Speaking at the annual Bretton Woods Committee's annual meeting in Washington, Strauss-Kahn said that the Fund should have been able to lend more and faster to emerging market economies, a role that had instead been filled by the Federal Reserve and other central banks, which stepped in to provide liquidity through swap lines. Acknowledging that the central banks had been crucial in putting out "incipient fires", Strauss-Kahn said this was rightfully a job for a multilateral body such as Fund. "[But] what assurances do we have that they (central banks) would be willing and able to provide liquidity support in the future?" he asked.

The IMF introduced a flexible credit line last March and this could be refined by increased by upping its accessibility and duration, Strauss-Kahn said. It would also benefit from collaboration with regional resource pools, he added, which could be a "positive and stabilising force in international financing- as exemplified by recent European Union lending in parallel with Fund programs." The Fund could even serve as a lender of last resort to regional pools, he said.

Over and above measures already taken to support low-income countries, such as waiving interest on loans until 2012, the IMF should consider expanding its guarantees against global shocks for poor countries, Strauss-Kahn said, using climate change as an example of an area in which such an event could occur.

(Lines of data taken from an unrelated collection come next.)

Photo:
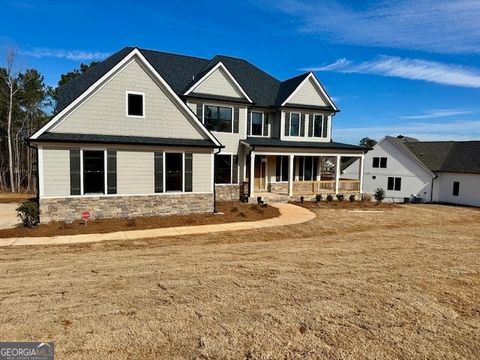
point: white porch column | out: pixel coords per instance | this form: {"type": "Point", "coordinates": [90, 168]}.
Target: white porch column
{"type": "Point", "coordinates": [251, 180]}
{"type": "Point", "coordinates": [290, 175]}
{"type": "Point", "coordinates": [362, 161]}
{"type": "Point", "coordinates": [337, 174]}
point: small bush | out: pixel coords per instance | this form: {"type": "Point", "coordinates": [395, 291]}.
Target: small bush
{"type": "Point", "coordinates": [379, 195]}
{"type": "Point", "coordinates": [29, 213]}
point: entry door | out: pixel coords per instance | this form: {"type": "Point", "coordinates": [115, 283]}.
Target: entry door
{"type": "Point", "coordinates": [260, 173]}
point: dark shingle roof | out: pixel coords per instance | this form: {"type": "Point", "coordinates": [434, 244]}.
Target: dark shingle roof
{"type": "Point", "coordinates": [271, 142]}
{"type": "Point", "coordinates": [444, 156]}
{"type": "Point", "coordinates": [181, 72]}
{"type": "Point", "coordinates": [120, 139]}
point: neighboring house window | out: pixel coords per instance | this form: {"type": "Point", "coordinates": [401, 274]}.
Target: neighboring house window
{"type": "Point", "coordinates": [456, 188]}
{"type": "Point", "coordinates": [257, 127]}
{"type": "Point", "coordinates": [226, 169]}
{"type": "Point", "coordinates": [281, 172]}
{"type": "Point", "coordinates": [294, 124]}
{"type": "Point", "coordinates": [173, 172]}
{"type": "Point", "coordinates": [379, 162]}
{"type": "Point", "coordinates": [218, 118]}
{"type": "Point", "coordinates": [135, 104]}
{"type": "Point", "coordinates": [93, 172]}
{"type": "Point", "coordinates": [394, 184]}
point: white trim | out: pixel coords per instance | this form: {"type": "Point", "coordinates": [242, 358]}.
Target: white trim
{"type": "Point", "coordinates": [210, 72]}
{"type": "Point", "coordinates": [320, 87]}
{"type": "Point", "coordinates": [128, 92]}
{"type": "Point", "coordinates": [219, 106]}
{"type": "Point", "coordinates": [93, 87]}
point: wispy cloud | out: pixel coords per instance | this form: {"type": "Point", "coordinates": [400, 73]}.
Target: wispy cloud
{"type": "Point", "coordinates": [438, 113]}
{"type": "Point", "coordinates": [441, 26]}
{"type": "Point", "coordinates": [76, 55]}
{"type": "Point", "coordinates": [452, 130]}
{"type": "Point", "coordinates": [413, 69]}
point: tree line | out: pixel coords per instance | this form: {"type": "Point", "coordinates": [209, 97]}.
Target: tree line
{"type": "Point", "coordinates": [26, 104]}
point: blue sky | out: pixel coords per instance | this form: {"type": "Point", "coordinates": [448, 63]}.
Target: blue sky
{"type": "Point", "coordinates": [409, 67]}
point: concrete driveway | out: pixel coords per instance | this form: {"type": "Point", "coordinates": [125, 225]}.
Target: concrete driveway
{"type": "Point", "coordinates": [8, 215]}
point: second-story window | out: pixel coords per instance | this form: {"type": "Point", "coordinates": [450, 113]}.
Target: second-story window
{"type": "Point", "coordinates": [257, 124]}
{"type": "Point", "coordinates": [294, 124]}
{"type": "Point", "coordinates": [218, 118]}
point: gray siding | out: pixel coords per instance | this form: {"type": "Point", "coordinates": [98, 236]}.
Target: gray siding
{"type": "Point", "coordinates": [56, 172]}
{"type": "Point", "coordinates": [105, 111]}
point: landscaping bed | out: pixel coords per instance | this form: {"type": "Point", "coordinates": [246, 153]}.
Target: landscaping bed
{"type": "Point", "coordinates": [232, 212]}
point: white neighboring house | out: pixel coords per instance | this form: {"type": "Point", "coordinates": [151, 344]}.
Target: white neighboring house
{"type": "Point", "coordinates": [435, 171]}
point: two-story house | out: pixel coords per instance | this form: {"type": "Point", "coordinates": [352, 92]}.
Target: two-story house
{"type": "Point", "coordinates": [152, 133]}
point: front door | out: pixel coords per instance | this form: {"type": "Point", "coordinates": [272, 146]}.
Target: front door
{"type": "Point", "coordinates": [260, 173]}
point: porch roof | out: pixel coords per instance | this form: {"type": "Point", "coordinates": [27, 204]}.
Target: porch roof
{"type": "Point", "coordinates": [272, 142]}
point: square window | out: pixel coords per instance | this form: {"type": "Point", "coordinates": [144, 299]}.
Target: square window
{"type": "Point", "coordinates": [135, 104]}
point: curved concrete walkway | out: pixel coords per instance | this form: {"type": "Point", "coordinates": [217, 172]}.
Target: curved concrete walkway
{"type": "Point", "coordinates": [289, 215]}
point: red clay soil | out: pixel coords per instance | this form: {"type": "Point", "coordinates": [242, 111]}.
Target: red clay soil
{"type": "Point", "coordinates": [232, 212]}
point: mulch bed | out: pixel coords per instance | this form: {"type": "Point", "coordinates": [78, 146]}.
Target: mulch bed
{"type": "Point", "coordinates": [232, 212]}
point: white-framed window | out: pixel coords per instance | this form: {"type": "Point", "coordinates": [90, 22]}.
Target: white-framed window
{"type": "Point", "coordinates": [257, 124]}
{"type": "Point", "coordinates": [294, 124]}
{"type": "Point", "coordinates": [135, 104]}
{"type": "Point", "coordinates": [218, 118]}
{"type": "Point", "coordinates": [226, 169]}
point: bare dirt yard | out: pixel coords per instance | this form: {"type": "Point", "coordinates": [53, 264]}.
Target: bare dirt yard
{"type": "Point", "coordinates": [397, 283]}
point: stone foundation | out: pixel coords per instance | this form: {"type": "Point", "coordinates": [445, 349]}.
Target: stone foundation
{"type": "Point", "coordinates": [70, 209]}
{"type": "Point", "coordinates": [228, 192]}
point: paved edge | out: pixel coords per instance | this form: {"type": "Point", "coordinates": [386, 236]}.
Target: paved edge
{"type": "Point", "coordinates": [289, 215]}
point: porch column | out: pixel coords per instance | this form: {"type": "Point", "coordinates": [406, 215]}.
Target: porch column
{"type": "Point", "coordinates": [362, 161]}
{"type": "Point", "coordinates": [290, 175]}
{"type": "Point", "coordinates": [337, 174]}
{"type": "Point", "coordinates": [251, 180]}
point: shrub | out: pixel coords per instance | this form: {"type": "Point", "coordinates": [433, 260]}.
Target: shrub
{"type": "Point", "coordinates": [379, 195]}
{"type": "Point", "coordinates": [29, 213]}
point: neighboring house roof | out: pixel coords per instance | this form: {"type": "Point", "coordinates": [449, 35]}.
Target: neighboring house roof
{"type": "Point", "coordinates": [120, 139]}
{"type": "Point", "coordinates": [443, 156]}
{"type": "Point", "coordinates": [182, 72]}
{"type": "Point", "coordinates": [272, 142]}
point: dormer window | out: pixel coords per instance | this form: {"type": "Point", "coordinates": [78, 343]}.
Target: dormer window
{"type": "Point", "coordinates": [135, 104]}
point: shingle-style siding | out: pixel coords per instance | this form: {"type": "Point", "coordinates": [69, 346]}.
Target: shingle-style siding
{"type": "Point", "coordinates": [218, 84]}
{"type": "Point", "coordinates": [135, 172]}
{"type": "Point", "coordinates": [105, 112]}
{"type": "Point", "coordinates": [308, 95]}
{"type": "Point", "coordinates": [202, 172]}
{"type": "Point", "coordinates": [56, 172]}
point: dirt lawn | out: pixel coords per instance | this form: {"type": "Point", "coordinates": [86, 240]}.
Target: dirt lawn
{"type": "Point", "coordinates": [399, 284]}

Support for poor countries could include "creating a pool of highly concessional money- grants, ideally- that is readily available to top-up or co-finance the IMF's emergency lending," he said. There was no question that the Fund possessed the resources to expand its operations in this way- Strauss-Kahn pointed out that the Fund's resources had exceeded $850 billion over 2009, which would be "sufficient to meet demand in the coming period."

While the greenback had provided a valuable safe haven during the crisis, it was necessary to look for new reserve assets, he said, so that the global economy would not put all of it eggs in a single basket. The Fund's own special-drawing rights, which has been mooted as a contender to the dollar's position by prominent central bankers including Zhou Xiaochuan, the Chinese governor, was in his estimation, not ready to take this role. "But I think it is intellectually healthy to explore these kinds of ideas now- with a view to what the global system might need in the future," he said.

A global risk map
Aside from improvements in how it responded to crisis, the Fund had to work on preventing them, he stressed. This was not a question of supervising individual institutions- rather, the IMF had to continue working with the Financial Stability Map to develop a "global risk map" which would highlight common exposures, cross-exposures and changing patterns in assets and liabilities, Strauss-Kahn said.

The Fund had to be more forthright when advising on capital account liberalisation, he added, noting that it could "certainly do more to provide guidance as to what conditions should be in place before capital liberalisation is launched." The Fund should also advise on right capital controls to deal with problems in the macroeconomy and the balance of payments, he said.